Programs are important, but not as important as the social messages they convey. A substance abuse epidemic with the potential to dramatically increase family and community breakdown, endanger the future of young people and the working poor, and increase the risk of serious health problems and early death of persons in vulnerable groups suggests that some harsh social messages have been heard loud and clear in every region of the country. These messages embody or imply limited tolerance for adults struggling to make ends meet and social exclusion of many persons from mainstream institutions, for example those with prison records. It’s true, of course, that privileged young people and affluent adults often abuse drugs and alcohol, and that risky use of substances by these groups may reflect a sense of immortality or invulnerability to dire social consequences. However, the type of substance abuse that leads to child removal among ‘dirt poor’ single parent families, or reduces the potential for self-sufficiency among individuals with weak or nonexistent social support suggests an implicit willingness to trade in a bleak future for the immediate psychic benefits provided by drugs and alcohol.

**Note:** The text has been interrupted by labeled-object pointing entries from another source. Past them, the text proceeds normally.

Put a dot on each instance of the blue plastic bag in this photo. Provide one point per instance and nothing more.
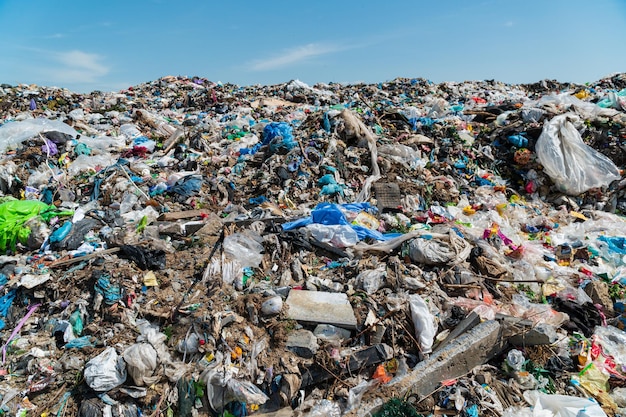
(279, 136)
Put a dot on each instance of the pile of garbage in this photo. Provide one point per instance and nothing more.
(189, 248)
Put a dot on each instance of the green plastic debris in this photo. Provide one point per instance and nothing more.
(397, 408)
(14, 214)
(76, 321)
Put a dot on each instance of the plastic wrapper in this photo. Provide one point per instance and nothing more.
(573, 166)
(106, 371)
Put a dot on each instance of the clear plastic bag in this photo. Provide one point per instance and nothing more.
(573, 166)
(14, 133)
(106, 371)
(245, 248)
(424, 323)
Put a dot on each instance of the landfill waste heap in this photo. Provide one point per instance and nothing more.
(192, 248)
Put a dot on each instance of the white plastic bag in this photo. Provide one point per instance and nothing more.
(563, 405)
(14, 133)
(424, 323)
(106, 371)
(573, 166)
(339, 235)
(245, 248)
(141, 362)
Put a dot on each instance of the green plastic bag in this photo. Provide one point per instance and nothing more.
(14, 214)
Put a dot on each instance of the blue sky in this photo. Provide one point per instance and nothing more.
(111, 45)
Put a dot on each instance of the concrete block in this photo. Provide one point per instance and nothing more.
(330, 332)
(319, 307)
(461, 355)
(303, 343)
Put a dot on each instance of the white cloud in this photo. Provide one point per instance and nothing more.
(77, 67)
(293, 56)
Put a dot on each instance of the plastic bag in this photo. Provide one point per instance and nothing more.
(340, 236)
(372, 279)
(573, 166)
(13, 216)
(423, 322)
(562, 405)
(405, 155)
(14, 133)
(437, 252)
(106, 371)
(245, 247)
(141, 362)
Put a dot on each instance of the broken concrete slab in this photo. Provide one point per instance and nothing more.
(303, 343)
(460, 356)
(321, 308)
(469, 322)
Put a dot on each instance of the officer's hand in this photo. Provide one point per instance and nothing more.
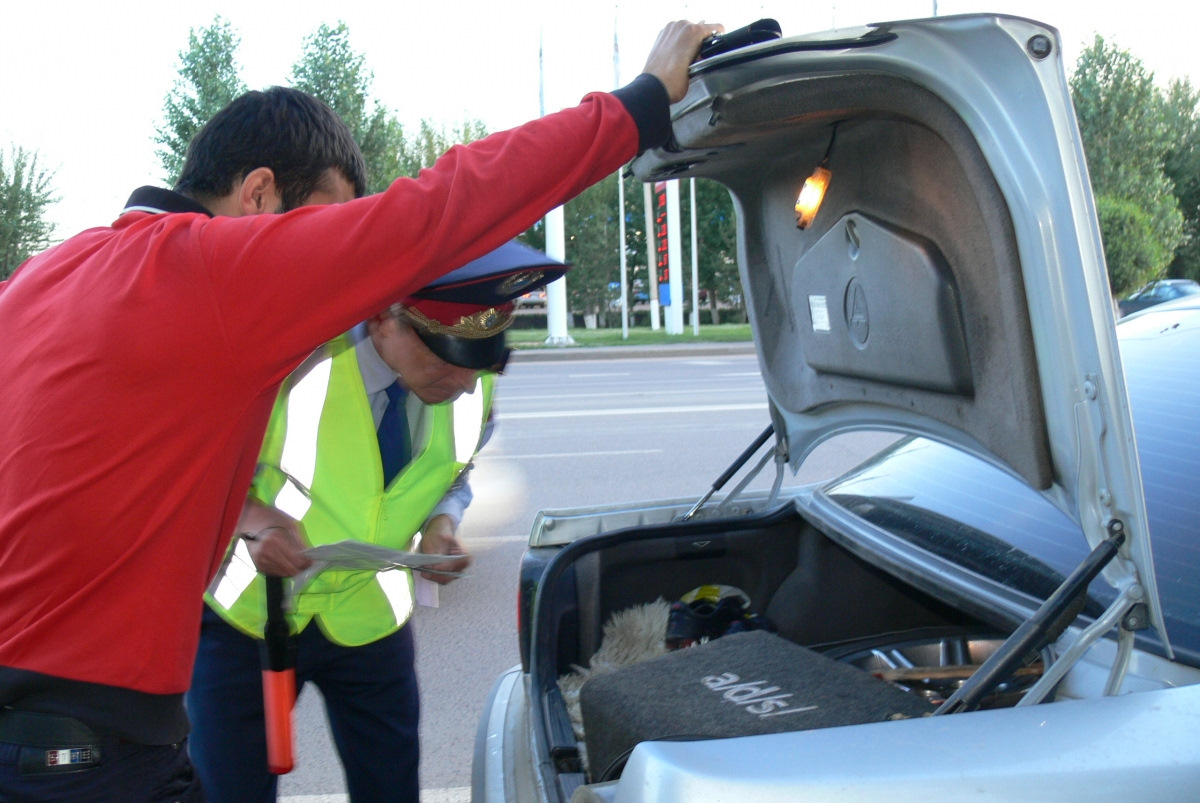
(275, 539)
(675, 49)
(438, 538)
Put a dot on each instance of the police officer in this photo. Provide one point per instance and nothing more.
(334, 468)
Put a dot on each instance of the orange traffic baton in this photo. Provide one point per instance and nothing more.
(279, 658)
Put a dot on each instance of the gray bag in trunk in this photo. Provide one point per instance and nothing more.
(742, 684)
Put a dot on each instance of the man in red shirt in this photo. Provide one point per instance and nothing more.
(139, 366)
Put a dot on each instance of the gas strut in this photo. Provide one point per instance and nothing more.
(1047, 624)
(731, 471)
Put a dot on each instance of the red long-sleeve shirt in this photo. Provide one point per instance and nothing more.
(139, 364)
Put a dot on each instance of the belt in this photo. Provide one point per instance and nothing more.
(49, 743)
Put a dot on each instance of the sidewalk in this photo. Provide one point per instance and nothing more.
(684, 349)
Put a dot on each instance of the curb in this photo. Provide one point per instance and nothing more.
(563, 353)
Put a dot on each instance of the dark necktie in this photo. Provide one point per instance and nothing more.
(394, 448)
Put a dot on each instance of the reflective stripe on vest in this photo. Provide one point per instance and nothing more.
(328, 475)
(299, 459)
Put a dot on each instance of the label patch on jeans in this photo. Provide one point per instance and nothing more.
(69, 756)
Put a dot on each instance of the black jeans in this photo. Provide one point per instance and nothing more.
(370, 695)
(127, 773)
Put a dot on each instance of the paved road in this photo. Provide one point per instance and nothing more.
(571, 432)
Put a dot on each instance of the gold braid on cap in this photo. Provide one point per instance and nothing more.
(477, 325)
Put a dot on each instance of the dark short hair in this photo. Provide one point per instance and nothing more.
(291, 132)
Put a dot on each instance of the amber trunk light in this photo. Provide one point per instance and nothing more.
(811, 195)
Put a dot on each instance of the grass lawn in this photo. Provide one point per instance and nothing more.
(725, 333)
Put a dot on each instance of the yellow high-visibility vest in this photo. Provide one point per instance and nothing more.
(319, 463)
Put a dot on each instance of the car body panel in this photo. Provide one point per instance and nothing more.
(993, 755)
(1018, 366)
(953, 283)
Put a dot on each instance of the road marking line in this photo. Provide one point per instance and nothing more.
(639, 391)
(580, 454)
(634, 411)
(592, 376)
(450, 795)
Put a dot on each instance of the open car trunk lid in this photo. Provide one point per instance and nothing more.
(953, 282)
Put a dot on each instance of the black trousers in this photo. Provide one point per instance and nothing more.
(371, 700)
(126, 773)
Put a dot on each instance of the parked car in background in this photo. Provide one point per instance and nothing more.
(531, 299)
(1164, 289)
(993, 567)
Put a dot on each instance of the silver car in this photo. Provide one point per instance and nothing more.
(921, 256)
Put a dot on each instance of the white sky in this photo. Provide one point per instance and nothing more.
(84, 83)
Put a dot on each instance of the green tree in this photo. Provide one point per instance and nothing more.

It’s uncertain whether ambitious and exemplary initiatives which make sustained investments in the growth and development of poor children can overcome the powerful effects of deepening income inequality, a social acid that eats away at most forms of community solidarity and a sense of shared challenges and opportunities. One of the most important research findings of recent years is that extreme income inequality contributes to poor health outcomes for all income groups, not just the poor, possibly by intensifying tensions in everyday interactions among persons of all social classes. Nevertheless, a main goal of social policy, after meeting the immediate basic needs of vulnerable populations, should be to create hope of a better future for all social classes. The immediate appeal of dangerous substances must be combated by the attraction of a potentially bright future. To this end, there needs to be some fresh thinking about how to instill this hope in troubled and economically disadvantaged populations.

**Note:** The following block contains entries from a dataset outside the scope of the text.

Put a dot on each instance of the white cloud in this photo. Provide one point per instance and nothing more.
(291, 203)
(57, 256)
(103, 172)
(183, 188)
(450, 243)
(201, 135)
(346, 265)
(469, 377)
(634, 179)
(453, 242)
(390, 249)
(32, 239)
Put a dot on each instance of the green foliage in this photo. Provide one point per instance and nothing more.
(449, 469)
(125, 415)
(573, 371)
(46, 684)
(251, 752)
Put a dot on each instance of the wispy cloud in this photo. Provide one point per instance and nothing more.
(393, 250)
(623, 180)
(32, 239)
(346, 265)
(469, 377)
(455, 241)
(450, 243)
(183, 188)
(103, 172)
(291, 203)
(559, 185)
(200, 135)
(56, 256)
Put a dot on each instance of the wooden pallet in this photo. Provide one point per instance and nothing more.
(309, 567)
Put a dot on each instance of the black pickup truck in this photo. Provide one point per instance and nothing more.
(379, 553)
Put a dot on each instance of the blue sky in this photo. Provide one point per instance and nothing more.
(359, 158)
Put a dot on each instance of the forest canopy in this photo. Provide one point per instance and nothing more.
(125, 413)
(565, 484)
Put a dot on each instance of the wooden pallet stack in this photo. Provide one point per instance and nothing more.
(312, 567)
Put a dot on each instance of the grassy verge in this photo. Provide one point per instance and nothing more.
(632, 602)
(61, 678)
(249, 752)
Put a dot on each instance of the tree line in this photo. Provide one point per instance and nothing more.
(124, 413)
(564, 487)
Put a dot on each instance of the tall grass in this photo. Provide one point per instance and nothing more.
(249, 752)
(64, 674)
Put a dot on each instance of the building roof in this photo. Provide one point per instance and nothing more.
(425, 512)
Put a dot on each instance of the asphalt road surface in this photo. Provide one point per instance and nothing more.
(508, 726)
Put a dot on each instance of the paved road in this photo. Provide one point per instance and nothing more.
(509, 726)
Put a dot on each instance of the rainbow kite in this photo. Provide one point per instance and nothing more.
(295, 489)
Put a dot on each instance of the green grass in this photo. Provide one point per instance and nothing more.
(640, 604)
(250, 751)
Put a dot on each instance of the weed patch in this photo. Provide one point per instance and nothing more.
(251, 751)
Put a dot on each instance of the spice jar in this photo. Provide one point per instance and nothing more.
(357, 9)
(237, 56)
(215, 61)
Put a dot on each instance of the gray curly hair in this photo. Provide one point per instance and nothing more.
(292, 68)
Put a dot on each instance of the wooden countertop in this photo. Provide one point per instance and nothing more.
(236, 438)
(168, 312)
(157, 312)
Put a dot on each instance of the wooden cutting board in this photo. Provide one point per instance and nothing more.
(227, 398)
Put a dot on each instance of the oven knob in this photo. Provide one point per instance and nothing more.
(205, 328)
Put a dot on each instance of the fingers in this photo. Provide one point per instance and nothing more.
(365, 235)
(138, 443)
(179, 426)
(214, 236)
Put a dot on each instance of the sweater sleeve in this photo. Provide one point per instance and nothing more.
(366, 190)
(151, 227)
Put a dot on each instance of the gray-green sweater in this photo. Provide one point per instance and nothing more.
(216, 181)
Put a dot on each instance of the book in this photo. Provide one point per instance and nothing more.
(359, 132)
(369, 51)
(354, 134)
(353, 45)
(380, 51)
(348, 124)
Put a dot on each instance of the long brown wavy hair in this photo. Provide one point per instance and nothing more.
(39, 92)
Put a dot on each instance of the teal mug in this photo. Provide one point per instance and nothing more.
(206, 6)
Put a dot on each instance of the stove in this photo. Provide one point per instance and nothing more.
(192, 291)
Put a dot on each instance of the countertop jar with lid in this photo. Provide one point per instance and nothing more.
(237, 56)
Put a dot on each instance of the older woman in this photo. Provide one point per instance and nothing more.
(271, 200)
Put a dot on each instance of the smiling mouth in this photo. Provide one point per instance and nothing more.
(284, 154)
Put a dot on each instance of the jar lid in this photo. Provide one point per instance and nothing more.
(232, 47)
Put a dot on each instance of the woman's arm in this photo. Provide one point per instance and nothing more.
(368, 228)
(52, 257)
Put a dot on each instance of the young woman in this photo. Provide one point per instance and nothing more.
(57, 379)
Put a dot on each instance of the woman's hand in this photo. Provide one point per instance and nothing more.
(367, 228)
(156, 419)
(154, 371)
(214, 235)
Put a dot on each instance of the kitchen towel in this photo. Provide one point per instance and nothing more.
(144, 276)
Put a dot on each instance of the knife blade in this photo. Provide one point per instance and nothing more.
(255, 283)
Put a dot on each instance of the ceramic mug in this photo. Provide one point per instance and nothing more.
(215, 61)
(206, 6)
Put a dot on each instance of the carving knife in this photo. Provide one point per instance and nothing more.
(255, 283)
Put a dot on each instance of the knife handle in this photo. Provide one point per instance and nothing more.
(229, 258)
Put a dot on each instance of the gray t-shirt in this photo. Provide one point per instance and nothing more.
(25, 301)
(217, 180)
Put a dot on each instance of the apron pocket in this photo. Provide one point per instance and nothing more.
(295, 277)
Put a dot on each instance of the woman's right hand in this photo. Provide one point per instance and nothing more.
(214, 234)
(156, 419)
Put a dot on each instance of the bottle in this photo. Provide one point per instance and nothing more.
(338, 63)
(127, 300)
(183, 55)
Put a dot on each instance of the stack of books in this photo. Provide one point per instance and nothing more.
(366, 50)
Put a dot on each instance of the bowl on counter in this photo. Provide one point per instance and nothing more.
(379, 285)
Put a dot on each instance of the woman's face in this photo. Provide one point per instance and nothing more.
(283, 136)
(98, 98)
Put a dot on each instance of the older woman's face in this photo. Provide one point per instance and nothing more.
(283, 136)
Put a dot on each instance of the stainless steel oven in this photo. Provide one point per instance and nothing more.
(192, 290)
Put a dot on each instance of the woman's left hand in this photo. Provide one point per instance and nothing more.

See the October 2014 Sounding Board where I discuss the response of child welfare agencies to an increase in substance abuse and to an increase in entries into foster care.

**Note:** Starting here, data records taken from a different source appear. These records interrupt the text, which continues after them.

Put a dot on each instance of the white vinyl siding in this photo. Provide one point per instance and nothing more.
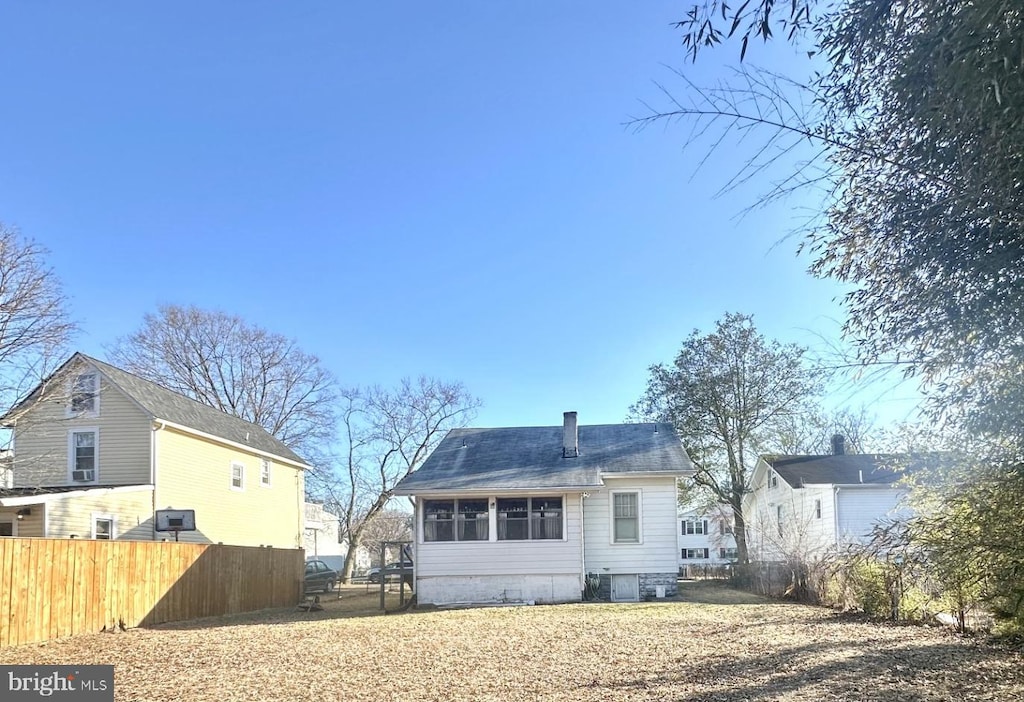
(658, 525)
(42, 440)
(861, 509)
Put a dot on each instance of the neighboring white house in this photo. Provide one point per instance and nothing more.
(706, 537)
(540, 513)
(321, 534)
(805, 505)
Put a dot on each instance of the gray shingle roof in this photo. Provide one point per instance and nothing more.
(845, 469)
(530, 457)
(166, 404)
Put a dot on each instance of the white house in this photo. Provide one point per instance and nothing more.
(706, 537)
(542, 513)
(805, 505)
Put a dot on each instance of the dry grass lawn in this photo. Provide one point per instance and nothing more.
(715, 644)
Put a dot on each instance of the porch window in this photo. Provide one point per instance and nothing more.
(513, 520)
(626, 517)
(472, 520)
(438, 520)
(520, 519)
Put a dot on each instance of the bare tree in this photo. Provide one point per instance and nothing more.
(35, 326)
(386, 434)
(388, 526)
(726, 393)
(241, 368)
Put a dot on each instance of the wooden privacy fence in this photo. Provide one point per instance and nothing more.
(53, 587)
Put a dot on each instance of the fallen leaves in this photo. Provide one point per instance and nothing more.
(721, 645)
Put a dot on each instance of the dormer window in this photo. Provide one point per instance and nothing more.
(85, 394)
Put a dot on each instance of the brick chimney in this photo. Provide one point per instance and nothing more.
(570, 437)
(839, 444)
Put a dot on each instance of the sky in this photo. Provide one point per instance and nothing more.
(449, 189)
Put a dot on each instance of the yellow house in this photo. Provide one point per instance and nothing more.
(97, 451)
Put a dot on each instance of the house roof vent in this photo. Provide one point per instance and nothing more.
(570, 436)
(839, 444)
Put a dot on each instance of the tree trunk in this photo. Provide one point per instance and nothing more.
(739, 531)
(354, 541)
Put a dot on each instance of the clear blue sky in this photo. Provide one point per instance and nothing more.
(406, 188)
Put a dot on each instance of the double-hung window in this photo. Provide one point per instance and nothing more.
(520, 519)
(626, 517)
(102, 527)
(83, 456)
(85, 394)
(695, 526)
(238, 477)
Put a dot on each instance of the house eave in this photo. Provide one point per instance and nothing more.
(39, 497)
(646, 474)
(494, 490)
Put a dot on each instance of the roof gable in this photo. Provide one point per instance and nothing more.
(843, 469)
(530, 457)
(173, 407)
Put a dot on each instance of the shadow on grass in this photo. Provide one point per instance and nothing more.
(719, 593)
(348, 602)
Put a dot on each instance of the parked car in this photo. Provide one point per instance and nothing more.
(392, 571)
(320, 576)
(333, 562)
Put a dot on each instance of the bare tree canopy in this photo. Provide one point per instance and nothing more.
(238, 367)
(387, 434)
(35, 326)
(727, 394)
(920, 121)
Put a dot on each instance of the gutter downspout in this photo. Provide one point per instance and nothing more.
(583, 545)
(153, 469)
(836, 515)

Berger, R., Fromkin, J., Stutz, H., Makoroff, K., Scribano, P., Feldman, K., Tu, L., Fabio, A., “Abusive Head Trauma During A Time of Increased Unemployment: A Multicenter Analysis,” Pediatrics, published online, September 19, 2011.
Durkheim, Emile, On Suicide, Penguin Books, first published, 1897.
Wood, J., Medina, S., Feudtner, C. Luan, X., Localio, R., Fieldston, E., Rubon, D., “Local Macroeconomic Trends and Hospital Admissions for Child Abuse,” Pediatrics, published online on September 19, 2011.